The storyline – dealing with her divorce, moving back in with her mother, handling a business, fighting with her mother and moving out to live by herself, away from a sheltered life – all had the potential to make Masaba a badass woman who dealt with everything in her own messy, millennial way and emerged stronger. But instead, we get a woman who, on the one hand, reminds her investor that she’s been in the business for 10 years, and on the other hand, manages to completely mess up the premiere of her collection. Not to mention that she – a well-known, massively famous designer – is broke! There is an attempt to give Masaba’s character some depth as she deals with a divorce as a young woman who eventually tries to find her place in the dating world, but it’s shabbily portrayed. The writers fall back to the trainwreck trope with regards to her sexual encounters when there was no need for it.

What was an attempt to make Masaba a relatable celebrity turned out to be a terrible portrayal of a woman who can’t handle a business she’s been running for a decade.

Masaba Masaba: A Messy Story of a Messy, Famous Mother-Daughter Duo

Given Masaba’s portrayal, it’s no surprise that the other millennial characters have been badly depicted as well.
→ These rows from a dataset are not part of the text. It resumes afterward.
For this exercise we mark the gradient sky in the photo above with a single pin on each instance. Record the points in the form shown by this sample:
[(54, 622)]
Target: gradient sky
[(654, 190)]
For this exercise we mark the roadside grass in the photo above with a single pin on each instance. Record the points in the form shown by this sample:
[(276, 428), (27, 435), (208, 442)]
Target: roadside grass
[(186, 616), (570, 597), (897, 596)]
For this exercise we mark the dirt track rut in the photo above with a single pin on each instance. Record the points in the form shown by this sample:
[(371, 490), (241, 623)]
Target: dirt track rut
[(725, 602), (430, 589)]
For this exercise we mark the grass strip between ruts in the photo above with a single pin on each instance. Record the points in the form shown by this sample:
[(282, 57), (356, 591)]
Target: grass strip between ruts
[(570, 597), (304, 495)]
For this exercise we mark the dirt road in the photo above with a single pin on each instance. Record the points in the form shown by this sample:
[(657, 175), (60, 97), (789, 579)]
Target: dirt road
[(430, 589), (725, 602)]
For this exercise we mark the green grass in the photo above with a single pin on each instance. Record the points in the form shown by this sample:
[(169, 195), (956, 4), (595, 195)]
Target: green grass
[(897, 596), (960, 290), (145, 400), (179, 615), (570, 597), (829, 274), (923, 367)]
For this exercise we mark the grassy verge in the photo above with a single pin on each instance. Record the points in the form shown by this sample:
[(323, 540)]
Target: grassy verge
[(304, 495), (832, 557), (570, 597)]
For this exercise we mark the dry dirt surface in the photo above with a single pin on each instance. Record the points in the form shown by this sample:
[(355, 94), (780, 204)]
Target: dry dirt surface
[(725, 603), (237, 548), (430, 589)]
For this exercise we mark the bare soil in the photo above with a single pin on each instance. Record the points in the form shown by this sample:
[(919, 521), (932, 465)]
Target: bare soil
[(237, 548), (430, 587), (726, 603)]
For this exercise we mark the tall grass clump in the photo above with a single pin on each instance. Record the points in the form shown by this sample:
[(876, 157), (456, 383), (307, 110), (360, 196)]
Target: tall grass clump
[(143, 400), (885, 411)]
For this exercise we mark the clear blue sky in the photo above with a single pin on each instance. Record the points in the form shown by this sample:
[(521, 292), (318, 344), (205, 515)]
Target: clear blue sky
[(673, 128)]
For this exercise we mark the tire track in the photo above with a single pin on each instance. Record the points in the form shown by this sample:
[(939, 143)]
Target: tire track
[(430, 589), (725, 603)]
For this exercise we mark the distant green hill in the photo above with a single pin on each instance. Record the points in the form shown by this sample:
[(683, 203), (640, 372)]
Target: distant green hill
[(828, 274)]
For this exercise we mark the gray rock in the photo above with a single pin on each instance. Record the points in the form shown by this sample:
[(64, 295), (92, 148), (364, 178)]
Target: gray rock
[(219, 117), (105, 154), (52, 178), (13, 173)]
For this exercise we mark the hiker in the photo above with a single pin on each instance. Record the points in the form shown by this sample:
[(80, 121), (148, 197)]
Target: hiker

Gia Irani, Masaba’s best friend and the owner of a bar, doesn’t have much substance, though the potential was immense. There’s one measly moment where she talks about the bar being her family’s legacy that she had to carry forward, which could have been a big part of her character arc itself, but all she ends up becoming is Masaba’s problem-solver. There’s very little to their friendship except for the usual talk about men, sex, and vibrators.

What the series gets right, in all its twisted glory, is the pressure of being a single woman. Masaba’s desire to live on her own, away from her mother’s coddling, is refreshing to watch – especially adorable is how she enjoys things that would make her younger self happy as well (a younger version of Masaba appears every now and then, making it a pleasurable watch). Her struggle to find a house as a single woman and the constant reminders of her separation is something most single women would relate to. The beauty of the show lies in the fact that Masaba is trying to be happy living by herself, like she’s supposed to, as an independent, accomplished woman. Her struggle with her feminism was refreshing and vulnerable, which was one of the best things about her character.

The series is about the hot mess that is showbiz, and the attempt to show it from the eyes of a famous, single millennial woman and her mother is worth taking note of. There’s a dearth of stories like these. Bollywood – are you listening?